Entre évolutions conceptuelles et innovations techniques, quelques étapes clés jalonnent l’histoire – déjà longue – de l’évaluation des bibliothèques en France et à l’étranger : ISO 2789 Statistiques internationales des bibliothèques (1974) ; ESGBU (1976) ; ISO 11620 Indicateurs de performance des bibliothèques (1998) ; norme COUNTER (2002) ; LibQUAL + (2004) ; ROI – Return On Investment en bibliothèque1 (2009) ; référentiel Marianne‑Qualité de l’accueil (2009) ; ISO 16439 Méthodes pour évaluer l’impact des bibliothèques (2014)…
Avec un tel outillage, nous devrions être en mesure d’évaluer facilement et complètement l’activité, les coûts, les services, la qualité de l’accueil des bibliothèques ainsi que l’impact, les attentes et la satisfaction de leurs usagers. D’autant que la stratégie nationale en faveur de l’open data marque un progrès notable, même si l’obtention de données contextuelles, indispensables pour une évaluation étayée en fonction de l’environnement global des bibliothèques de l’enseignement supérieur (notamment le nombre d’étudiants et de chercheurs, les volumes de la production éditoriale, la consommation d’énergie et de fluides, les droits d’auteur payés, etc.) reste laborieuse. On peut regretter à ce sujet une certaine dépendance vis-à-vis des politiques – locales et nationales – de publication des statistiques encore fluctuantes, tout le monde ne disposant pas, comme c’est le cas en Suisse par exemple, des tableaux consolidés2 fournis depuis des années par l’Office fédéral de la statistique.

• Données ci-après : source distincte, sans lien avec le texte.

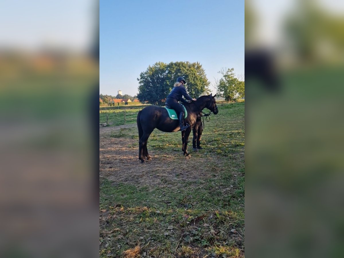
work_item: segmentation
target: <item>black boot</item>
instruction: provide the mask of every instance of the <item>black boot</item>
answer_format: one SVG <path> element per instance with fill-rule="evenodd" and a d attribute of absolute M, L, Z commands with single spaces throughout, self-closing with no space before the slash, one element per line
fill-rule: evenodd
<path fill-rule="evenodd" d="M 179 119 L 179 126 L 180 127 L 181 131 L 186 130 L 190 127 L 190 126 L 189 125 L 186 126 L 184 125 L 184 112 L 181 112 L 180 114 L 179 114 L 179 117 L 178 118 Z"/>

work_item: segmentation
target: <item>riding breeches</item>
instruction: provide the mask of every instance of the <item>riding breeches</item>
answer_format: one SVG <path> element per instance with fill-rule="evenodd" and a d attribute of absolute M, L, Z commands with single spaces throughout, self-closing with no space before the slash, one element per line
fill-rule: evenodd
<path fill-rule="evenodd" d="M 184 113 L 184 109 L 175 98 L 168 98 L 166 99 L 166 103 L 170 105 L 172 108 L 175 110 L 178 115 L 178 117 L 181 112 Z"/>

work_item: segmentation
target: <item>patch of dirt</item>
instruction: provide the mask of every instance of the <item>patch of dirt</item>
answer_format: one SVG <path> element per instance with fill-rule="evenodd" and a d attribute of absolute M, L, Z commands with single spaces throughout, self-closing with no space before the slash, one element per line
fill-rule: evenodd
<path fill-rule="evenodd" d="M 136 125 L 124 126 L 131 127 Z M 100 128 L 100 178 L 136 186 L 163 185 L 176 187 L 180 182 L 211 177 L 219 172 L 224 165 L 221 161 L 211 154 L 186 157 L 181 149 L 179 152 L 165 152 L 150 150 L 149 146 L 148 151 L 152 159 L 141 164 L 138 159 L 138 139 L 110 136 L 111 133 L 125 128 L 120 126 Z M 193 153 L 191 153 L 192 156 Z M 214 165 L 215 162 L 216 166 Z"/>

La culture du chiffre et de la donnée a cependant fait souche en France et nous devons saluer le rôle structurant des associations professionnelles (commission pilotage et évaluation de l’ADBU, consortium Couperin) qui œuvrent, en lien avec de nombreux acteurs, aux côtés du Département de l’Information scientifique et technique et du réseau documentaire (DISTRD) de notre ministère de tutelle, pour enrichir et utiliser à bon escient les informations collectées.
L’un des leviers à activer pour optimiser le système d’évaluation des bibliothèques et conforter le choix d’indicateurs stratégiques et partagés (au niveau local mais aussi national et international) concerne la qualité des données. Au cœur de cette démarche pragmatique qui permettra de relier des données issues de sources disparates – mais nécessairement ouvertes, fiables et identifiables, la rationalisation du système d’identification des établissements documentaires de l’Enseignement Supérieur et de la Recherche constitue un chantier en soi. En effet, qu’il s’agisse des enquêtes ERE ou ESGBU, de l’annuaire des BU, du registre RCR du Sudoc ou du CCFr, des plateformes Licences nationales ou PANIST, aucun de ces environnements n’utilise, pour l’instant, les mêmes identifiants. Fort heureusement, la refonte de l’ESGBU3, couplée au projet Cartographie Collex‑Persée, vont donner aux acteurs institutionnels l’occasion de mener ce travail d’harmonisation et d’alignement, un chantier auquel l’Abes apportera pleinement sa contribution.
Puisse l’année 2020 voir ce projet avancer car, bien au-delà de froides statistiques, il s’agit d’être en capacité d’évaluer le rôle stratégique des bibliothèques de l’ESR, en termes d’impact sur la réussite des étudiants, la qualité de la recherche ou le rayonnement des établissements desservis.
Je vous souhaite une belle et fructueuse année 2020.